Biogas from spaghetti?
Membranes from Evonik upgrade biogas, generated from renewable raw materials, simply and efficiently
reen is in, with bicycles preferred to cars, organic produce to fast food, and energy class A+++ to A: In our modern society, decisions are increasingly being influenced by ecological considerations. Industry and business are also reacting to the trend towards sustainability and offering more and more "eco" products. And green energy is following the same track. According to the Renewables Global Status Report (GSR) 2011, renewable energies today account for about 16 percent of global energy consumption; by the year 2050, this figure could rise to more than 50 percent, as predicted in a scenario of the World Climate Council in its Special Report on Renewable Energy Sources and Climate Change Mitigation (SRREN).
With the major energy producers focusing mainly on wind, water and sun, biogas as an alternative energy source appears to have been somewhat overshadowed-quite unjustifiably, because it is a highly efficient energy source and an important component of decentralized supply structures.
Efficient biogas upgrading
Biogas is produced by fermentation of biomass, an organic substance consisting of, for example, plants, liquid manure, or effluent sludge. But in addition to the methane energy source, raw biogas also contains carbon dioxide (CO2)and other trace gases. Because CO2 is not combustible, it lowers the calorific value of the gas and must therefore be separated out.
The common separation methods such as pressurized water scrubbing, pressure swing adsorption, and amine scrubbing have considerable disadvantages: They need comparatively large amounts of energy as well as auxiliary materials and chemicals. Wastes and wastewater are generated that must be treated and disposed of. Further, the biogas after upgrading is usually at low pressure. Before it is fed into a medium-pressure grid, it needs to be compressed to 15-20 bar by, for example, an additional compressor. Conventional upgrading plants are therefore usually cost effective only for raw biogas quantities significantly in excess of 500 standard cubic meters per hour (Nm³/h). This usually makes them unsuitable for decentralized energy supply with a large number of relatively small plants.
Evonik Industries has developed a technology for cost- and energy-efficient separation of CO2. What appears at first sight to be a bunch of spaghetti strands or a paint brush, is in fact a bundle of highly selective membranes made up of multiple cylindrical polyimide hollow fibres. These are used in the new hollow fibre membrane modules of SEPURAN Green.

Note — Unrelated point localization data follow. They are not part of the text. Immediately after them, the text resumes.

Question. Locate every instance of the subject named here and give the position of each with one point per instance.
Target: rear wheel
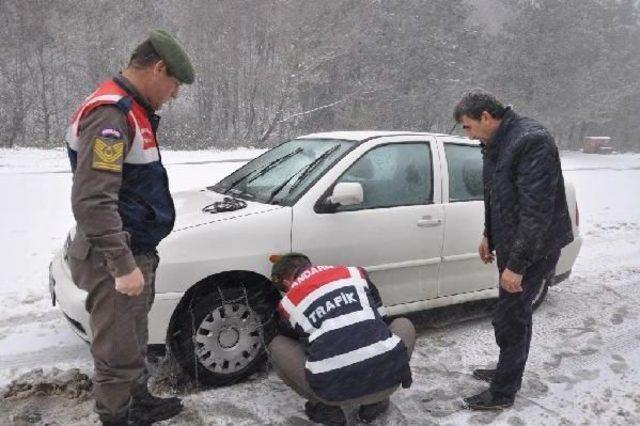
(219, 333)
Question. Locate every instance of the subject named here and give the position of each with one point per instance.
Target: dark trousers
(120, 333)
(512, 324)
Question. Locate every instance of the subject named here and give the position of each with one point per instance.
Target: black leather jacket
(526, 214)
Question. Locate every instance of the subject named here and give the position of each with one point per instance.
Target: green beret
(173, 54)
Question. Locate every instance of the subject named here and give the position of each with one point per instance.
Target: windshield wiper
(261, 172)
(304, 172)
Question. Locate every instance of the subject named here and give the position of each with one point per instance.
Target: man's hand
(131, 284)
(510, 281)
(483, 250)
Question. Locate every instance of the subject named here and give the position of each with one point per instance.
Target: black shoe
(485, 375)
(324, 414)
(121, 420)
(368, 413)
(146, 409)
(488, 401)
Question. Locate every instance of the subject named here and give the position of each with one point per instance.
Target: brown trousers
(288, 358)
(120, 331)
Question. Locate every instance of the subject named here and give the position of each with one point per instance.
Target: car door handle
(428, 221)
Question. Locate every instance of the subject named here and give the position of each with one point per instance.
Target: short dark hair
(475, 102)
(145, 55)
(289, 267)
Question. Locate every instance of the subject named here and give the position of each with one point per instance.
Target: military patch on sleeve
(108, 154)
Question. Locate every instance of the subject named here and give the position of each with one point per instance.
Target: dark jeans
(512, 324)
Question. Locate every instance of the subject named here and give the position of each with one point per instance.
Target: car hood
(189, 205)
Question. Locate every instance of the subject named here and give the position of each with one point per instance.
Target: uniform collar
(122, 81)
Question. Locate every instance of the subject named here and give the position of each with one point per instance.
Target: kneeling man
(335, 347)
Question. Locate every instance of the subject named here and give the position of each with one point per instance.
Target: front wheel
(219, 337)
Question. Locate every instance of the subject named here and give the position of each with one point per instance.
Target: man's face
(165, 86)
(482, 129)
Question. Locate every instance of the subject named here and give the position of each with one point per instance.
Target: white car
(406, 206)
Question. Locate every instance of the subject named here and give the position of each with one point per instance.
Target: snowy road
(584, 364)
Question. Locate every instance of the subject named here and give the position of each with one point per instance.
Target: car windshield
(282, 174)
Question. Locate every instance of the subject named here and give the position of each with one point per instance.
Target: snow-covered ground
(584, 366)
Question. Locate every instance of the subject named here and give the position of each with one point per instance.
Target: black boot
(488, 401)
(370, 412)
(325, 414)
(485, 375)
(145, 409)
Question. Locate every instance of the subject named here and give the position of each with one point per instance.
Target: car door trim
(405, 264)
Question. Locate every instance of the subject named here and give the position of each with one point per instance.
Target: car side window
(465, 172)
(393, 175)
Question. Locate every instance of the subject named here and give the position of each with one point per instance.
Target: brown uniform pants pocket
(119, 327)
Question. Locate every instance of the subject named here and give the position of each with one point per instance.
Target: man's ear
(159, 67)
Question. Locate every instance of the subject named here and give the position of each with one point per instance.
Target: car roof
(362, 135)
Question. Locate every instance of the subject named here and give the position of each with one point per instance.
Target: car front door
(395, 233)
(462, 271)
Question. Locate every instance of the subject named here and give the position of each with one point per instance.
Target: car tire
(544, 289)
(220, 332)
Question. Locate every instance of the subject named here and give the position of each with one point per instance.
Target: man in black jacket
(526, 223)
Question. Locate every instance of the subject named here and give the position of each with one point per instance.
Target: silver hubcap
(228, 339)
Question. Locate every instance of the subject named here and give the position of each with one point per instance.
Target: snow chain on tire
(242, 299)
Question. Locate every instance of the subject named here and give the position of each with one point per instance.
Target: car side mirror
(347, 194)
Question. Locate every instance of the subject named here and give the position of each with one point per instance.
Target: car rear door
(462, 271)
(396, 233)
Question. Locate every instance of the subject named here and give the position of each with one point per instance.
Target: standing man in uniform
(123, 209)
(526, 222)
(337, 346)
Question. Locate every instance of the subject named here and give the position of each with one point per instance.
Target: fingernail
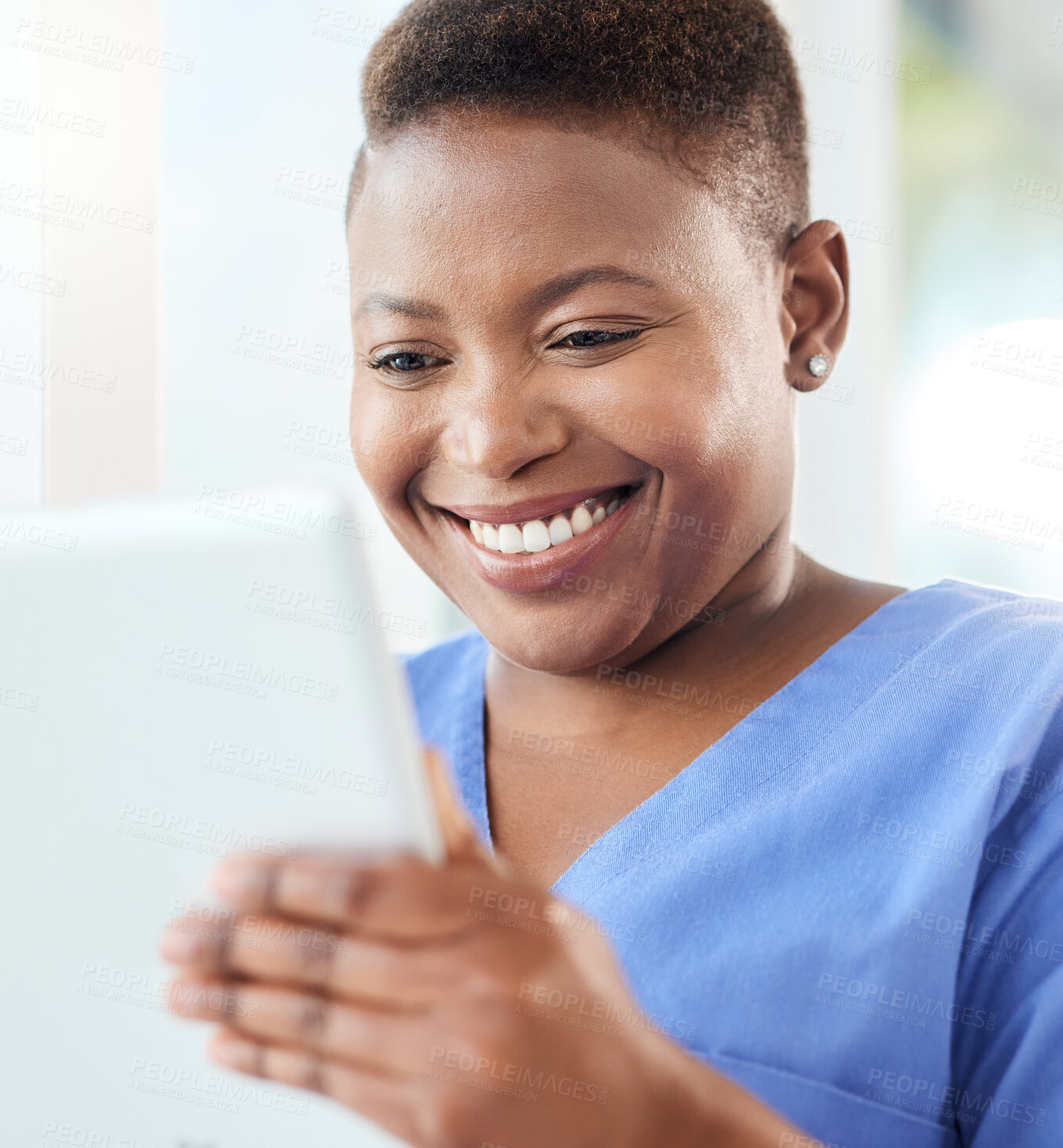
(240, 881)
(178, 947)
(234, 1054)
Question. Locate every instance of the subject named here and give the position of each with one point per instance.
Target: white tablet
(179, 680)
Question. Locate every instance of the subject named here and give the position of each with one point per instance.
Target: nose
(502, 425)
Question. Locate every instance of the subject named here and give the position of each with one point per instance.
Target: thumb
(460, 837)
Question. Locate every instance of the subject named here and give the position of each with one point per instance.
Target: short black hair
(695, 80)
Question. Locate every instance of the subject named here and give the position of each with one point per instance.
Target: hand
(440, 1003)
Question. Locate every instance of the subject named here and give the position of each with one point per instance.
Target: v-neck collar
(752, 752)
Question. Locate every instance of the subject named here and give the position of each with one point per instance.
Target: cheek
(385, 441)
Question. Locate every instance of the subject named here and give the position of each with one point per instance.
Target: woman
(752, 852)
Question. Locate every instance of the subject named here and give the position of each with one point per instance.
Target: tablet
(179, 680)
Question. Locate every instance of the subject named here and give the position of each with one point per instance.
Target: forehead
(464, 194)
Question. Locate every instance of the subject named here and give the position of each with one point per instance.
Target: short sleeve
(1007, 1089)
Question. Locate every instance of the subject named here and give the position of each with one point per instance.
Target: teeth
(538, 535)
(511, 541)
(559, 529)
(581, 520)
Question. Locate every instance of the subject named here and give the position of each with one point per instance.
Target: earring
(818, 367)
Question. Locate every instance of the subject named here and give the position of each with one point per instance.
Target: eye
(404, 362)
(588, 339)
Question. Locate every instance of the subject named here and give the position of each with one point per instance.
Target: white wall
(239, 295)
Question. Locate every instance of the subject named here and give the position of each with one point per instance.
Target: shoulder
(960, 621)
(447, 676)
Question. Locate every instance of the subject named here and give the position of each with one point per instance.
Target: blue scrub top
(851, 903)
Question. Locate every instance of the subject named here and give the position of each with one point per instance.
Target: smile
(535, 545)
(539, 534)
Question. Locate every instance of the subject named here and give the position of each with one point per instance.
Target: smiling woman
(717, 798)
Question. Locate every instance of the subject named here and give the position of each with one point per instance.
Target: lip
(529, 509)
(529, 573)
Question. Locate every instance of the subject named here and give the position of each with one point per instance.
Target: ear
(815, 301)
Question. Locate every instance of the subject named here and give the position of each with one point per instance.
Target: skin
(460, 227)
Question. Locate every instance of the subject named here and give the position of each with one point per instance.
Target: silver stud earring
(818, 367)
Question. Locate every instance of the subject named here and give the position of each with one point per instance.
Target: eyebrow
(381, 302)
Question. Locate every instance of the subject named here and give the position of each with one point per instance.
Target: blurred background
(174, 291)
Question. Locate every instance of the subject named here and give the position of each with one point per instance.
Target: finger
(403, 899)
(388, 1102)
(371, 1039)
(355, 968)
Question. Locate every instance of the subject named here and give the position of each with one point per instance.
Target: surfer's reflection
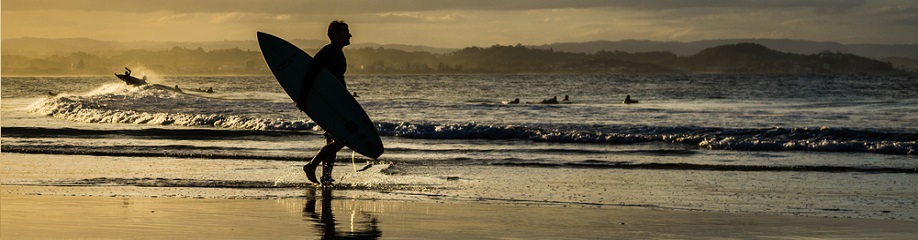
(325, 221)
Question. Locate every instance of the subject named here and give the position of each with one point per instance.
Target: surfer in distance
(330, 57)
(628, 100)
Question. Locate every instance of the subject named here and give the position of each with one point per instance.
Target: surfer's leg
(325, 153)
(329, 162)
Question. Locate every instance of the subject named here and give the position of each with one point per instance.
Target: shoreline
(41, 217)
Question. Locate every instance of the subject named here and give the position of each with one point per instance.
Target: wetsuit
(332, 58)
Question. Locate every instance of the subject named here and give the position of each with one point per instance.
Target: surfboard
(329, 104)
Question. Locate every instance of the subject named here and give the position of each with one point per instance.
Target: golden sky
(466, 23)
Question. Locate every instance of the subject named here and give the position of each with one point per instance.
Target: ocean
(817, 145)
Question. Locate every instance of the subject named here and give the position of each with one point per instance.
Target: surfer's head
(338, 33)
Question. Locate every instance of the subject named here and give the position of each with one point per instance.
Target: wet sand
(80, 197)
(313, 217)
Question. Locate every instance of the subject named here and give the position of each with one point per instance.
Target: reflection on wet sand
(325, 221)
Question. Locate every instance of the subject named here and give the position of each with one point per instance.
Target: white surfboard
(329, 104)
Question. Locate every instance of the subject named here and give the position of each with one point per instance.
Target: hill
(731, 58)
(44, 47)
(875, 51)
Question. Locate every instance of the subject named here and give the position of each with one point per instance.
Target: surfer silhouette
(330, 57)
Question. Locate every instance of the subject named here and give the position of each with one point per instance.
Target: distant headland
(82, 56)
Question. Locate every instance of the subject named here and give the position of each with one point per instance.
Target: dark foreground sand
(325, 215)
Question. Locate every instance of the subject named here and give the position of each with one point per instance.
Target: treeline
(734, 58)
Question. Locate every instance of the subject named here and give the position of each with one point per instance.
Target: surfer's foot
(310, 170)
(327, 182)
(326, 172)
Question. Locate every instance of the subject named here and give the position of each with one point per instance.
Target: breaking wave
(161, 105)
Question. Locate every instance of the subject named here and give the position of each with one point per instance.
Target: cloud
(419, 17)
(898, 14)
(375, 6)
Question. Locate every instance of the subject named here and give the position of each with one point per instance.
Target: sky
(457, 24)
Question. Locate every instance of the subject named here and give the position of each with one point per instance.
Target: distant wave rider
(131, 80)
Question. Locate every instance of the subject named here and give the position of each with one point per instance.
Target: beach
(82, 205)
(105, 160)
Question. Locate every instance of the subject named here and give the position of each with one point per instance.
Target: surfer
(330, 57)
(628, 100)
(553, 100)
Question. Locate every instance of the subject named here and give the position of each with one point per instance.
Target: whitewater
(453, 133)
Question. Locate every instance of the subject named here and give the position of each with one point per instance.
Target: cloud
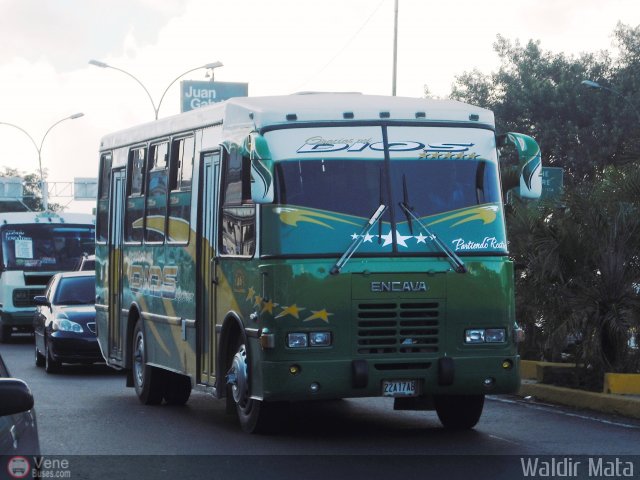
(66, 33)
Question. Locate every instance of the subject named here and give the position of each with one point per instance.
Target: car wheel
(40, 360)
(177, 389)
(5, 333)
(148, 381)
(50, 365)
(459, 412)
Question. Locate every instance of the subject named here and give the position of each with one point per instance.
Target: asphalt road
(87, 414)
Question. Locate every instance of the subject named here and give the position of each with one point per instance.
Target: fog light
(320, 339)
(495, 335)
(297, 340)
(489, 382)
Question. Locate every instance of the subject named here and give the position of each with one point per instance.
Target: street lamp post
(43, 187)
(156, 109)
(395, 49)
(596, 86)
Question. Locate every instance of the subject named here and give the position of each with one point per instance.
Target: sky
(277, 47)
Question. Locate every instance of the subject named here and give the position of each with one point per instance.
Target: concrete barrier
(535, 370)
(622, 383)
(627, 406)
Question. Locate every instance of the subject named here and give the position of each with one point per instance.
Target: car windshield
(75, 291)
(36, 247)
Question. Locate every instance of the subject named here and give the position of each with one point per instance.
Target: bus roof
(16, 218)
(255, 113)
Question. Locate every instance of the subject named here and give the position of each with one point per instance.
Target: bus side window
(180, 174)
(135, 195)
(102, 219)
(156, 207)
(238, 223)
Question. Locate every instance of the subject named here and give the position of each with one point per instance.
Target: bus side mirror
(262, 181)
(262, 168)
(527, 179)
(41, 301)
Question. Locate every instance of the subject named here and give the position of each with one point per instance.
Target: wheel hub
(237, 377)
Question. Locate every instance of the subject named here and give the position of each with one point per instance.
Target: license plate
(399, 388)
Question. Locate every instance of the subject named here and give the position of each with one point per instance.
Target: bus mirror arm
(214, 269)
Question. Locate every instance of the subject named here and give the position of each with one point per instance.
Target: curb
(627, 406)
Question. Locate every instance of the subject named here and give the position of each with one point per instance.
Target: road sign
(196, 94)
(552, 182)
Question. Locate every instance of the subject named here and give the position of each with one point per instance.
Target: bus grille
(23, 297)
(402, 327)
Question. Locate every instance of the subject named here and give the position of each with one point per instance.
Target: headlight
(63, 324)
(475, 335)
(495, 335)
(485, 335)
(297, 340)
(308, 339)
(320, 339)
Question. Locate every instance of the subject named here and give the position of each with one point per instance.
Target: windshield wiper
(456, 261)
(357, 241)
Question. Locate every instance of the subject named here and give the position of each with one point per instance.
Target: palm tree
(581, 271)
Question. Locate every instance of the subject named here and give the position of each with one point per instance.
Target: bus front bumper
(307, 380)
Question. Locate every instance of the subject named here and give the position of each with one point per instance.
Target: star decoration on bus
(292, 310)
(320, 314)
(268, 306)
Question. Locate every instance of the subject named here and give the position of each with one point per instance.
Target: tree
(32, 194)
(578, 279)
(539, 93)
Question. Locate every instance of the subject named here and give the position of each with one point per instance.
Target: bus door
(116, 213)
(207, 265)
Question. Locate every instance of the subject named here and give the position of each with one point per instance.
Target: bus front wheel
(459, 412)
(147, 380)
(255, 416)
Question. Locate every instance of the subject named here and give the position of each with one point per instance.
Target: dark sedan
(18, 429)
(65, 322)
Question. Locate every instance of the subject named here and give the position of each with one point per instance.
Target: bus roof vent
(324, 93)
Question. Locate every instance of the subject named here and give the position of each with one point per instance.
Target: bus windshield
(42, 247)
(356, 187)
(320, 205)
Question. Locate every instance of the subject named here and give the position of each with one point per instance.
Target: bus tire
(459, 412)
(255, 416)
(148, 381)
(177, 388)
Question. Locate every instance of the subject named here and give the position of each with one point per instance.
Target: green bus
(313, 246)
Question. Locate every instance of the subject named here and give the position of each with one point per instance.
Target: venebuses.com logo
(18, 467)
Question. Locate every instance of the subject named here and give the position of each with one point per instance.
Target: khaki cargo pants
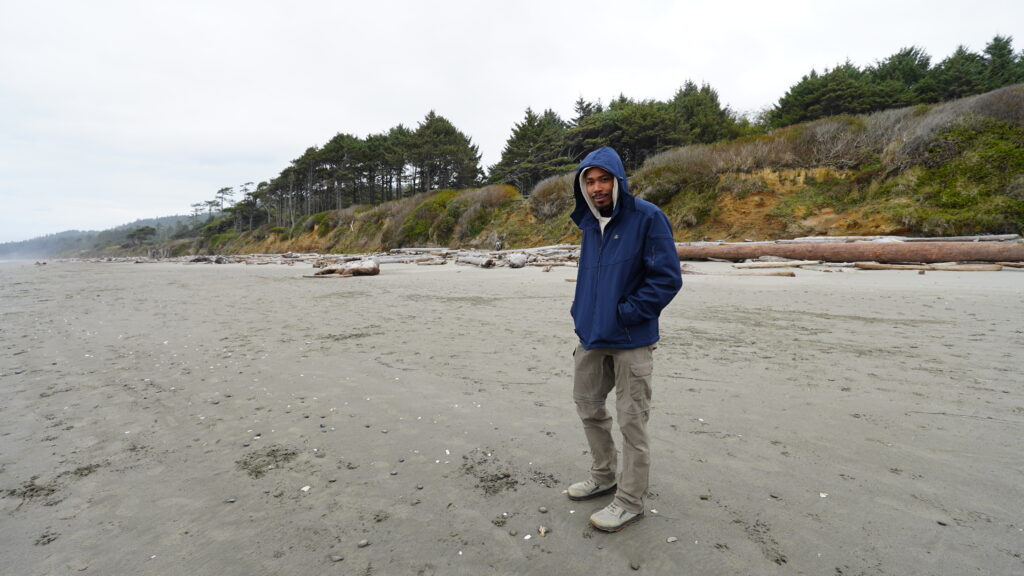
(599, 371)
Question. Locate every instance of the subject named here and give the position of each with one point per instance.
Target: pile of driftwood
(960, 253)
(546, 256)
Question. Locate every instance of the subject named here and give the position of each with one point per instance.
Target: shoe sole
(608, 490)
(620, 527)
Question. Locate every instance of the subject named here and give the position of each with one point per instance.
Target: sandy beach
(183, 419)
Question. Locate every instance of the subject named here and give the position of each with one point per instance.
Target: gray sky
(113, 111)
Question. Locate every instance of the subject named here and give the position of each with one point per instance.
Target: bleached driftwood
(784, 263)
(482, 261)
(517, 259)
(782, 273)
(945, 266)
(361, 268)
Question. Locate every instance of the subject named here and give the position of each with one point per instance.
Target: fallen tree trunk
(361, 268)
(786, 263)
(863, 251)
(947, 268)
(476, 261)
(782, 273)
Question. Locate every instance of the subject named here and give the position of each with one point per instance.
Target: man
(629, 272)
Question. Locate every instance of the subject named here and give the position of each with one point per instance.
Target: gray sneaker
(589, 489)
(612, 518)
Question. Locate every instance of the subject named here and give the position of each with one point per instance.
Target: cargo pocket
(639, 393)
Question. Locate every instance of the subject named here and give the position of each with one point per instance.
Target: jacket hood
(607, 159)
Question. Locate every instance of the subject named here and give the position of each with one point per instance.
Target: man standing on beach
(629, 272)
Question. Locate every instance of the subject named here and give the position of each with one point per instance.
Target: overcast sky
(113, 111)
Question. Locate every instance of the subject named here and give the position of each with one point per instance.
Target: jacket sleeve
(662, 279)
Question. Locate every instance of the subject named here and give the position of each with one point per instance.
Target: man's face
(599, 183)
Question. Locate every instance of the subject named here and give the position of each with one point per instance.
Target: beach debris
(517, 259)
(784, 263)
(369, 266)
(951, 266)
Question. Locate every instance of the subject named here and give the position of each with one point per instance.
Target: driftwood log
(481, 261)
(948, 268)
(862, 251)
(785, 263)
(361, 268)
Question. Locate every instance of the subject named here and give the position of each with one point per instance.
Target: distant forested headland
(898, 146)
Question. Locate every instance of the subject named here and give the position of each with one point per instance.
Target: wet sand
(168, 419)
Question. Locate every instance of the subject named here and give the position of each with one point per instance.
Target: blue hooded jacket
(628, 274)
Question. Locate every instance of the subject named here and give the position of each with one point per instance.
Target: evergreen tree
(999, 64)
(962, 74)
(893, 79)
(702, 120)
(443, 157)
(534, 152)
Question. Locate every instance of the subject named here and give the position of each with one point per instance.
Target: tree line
(349, 170)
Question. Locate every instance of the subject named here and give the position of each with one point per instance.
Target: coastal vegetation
(897, 147)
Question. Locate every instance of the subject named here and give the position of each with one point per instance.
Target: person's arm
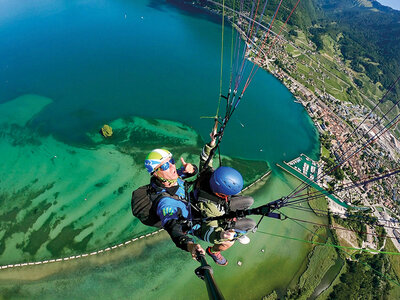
(170, 211)
(187, 170)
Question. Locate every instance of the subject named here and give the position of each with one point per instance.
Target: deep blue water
(102, 60)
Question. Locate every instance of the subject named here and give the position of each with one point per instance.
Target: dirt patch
(346, 237)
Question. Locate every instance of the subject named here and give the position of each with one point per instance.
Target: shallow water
(64, 191)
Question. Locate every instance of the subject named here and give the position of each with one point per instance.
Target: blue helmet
(227, 181)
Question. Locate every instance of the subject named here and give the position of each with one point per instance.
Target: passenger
(214, 195)
(167, 193)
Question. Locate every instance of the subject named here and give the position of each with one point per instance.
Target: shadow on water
(187, 8)
(328, 278)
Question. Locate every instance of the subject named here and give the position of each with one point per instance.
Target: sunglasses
(165, 166)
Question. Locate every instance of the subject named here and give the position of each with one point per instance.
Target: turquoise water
(91, 62)
(102, 60)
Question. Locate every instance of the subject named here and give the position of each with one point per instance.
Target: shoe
(217, 257)
(244, 240)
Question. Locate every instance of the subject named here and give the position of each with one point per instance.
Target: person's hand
(188, 168)
(228, 234)
(194, 248)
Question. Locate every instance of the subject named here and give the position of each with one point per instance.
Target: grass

Highly selective membranes
Polyimides are high performance polymers with high pressure and temperature resistance. "For SEPURAN we rely on a specially optimized form of Evonik's proven and tested polyimide family. The membranes have consistently high selectivity and are particularly suitable for separation of CO2 and methane," says Dr. Goetz Baumgarten of the Fibres and Membranes growth line of Evonik's High Performance Polymers Business Line.
How does the membrane work? Gas molecules are of different sizes and have different solubilities in polymers. The biogas to be cleaned is introduced under high pressure at one end of the membrane. "The CO2 molecules are smaller than the methane molecules and also more soluble in polymers. As a result, they pass through the micropores of the membrane much faster and are separated from the methane," explains Baumgarten. CO2, water vapor, and traces of ammonia and hydrogen sulfide are drawn off at the low-pressure side (from the lateral opening in Figure 2), while the methane collects at the other end of the membrane, the high-pressure side. The methane-rich gas is directly drawn off at the high-pressure side and needs no further compression for feeding into the grid. This saves the costs of an additional compressor. Further, the biomethane produced in this way can be used even by small plants and therefore allows decentralized supply of energy.
In a test plant in Neukirchen an der Vöckla (Austria), Evonik's experts have been putting the production modules through their paces since early 2011. "Our experience so far is that the new SEPURAN Green membrane modules are a robust and simple tool for gas purification. The methane of the raw gas can be cleaned to a purity higher than 99 percent. In use, the modules are distinguished by higher plant availability, reduced energy requirements, and lower maintenance costs than in alternative processes," says Baumgarten. These are compelling arguments in view of the globally increasing interest in green energy.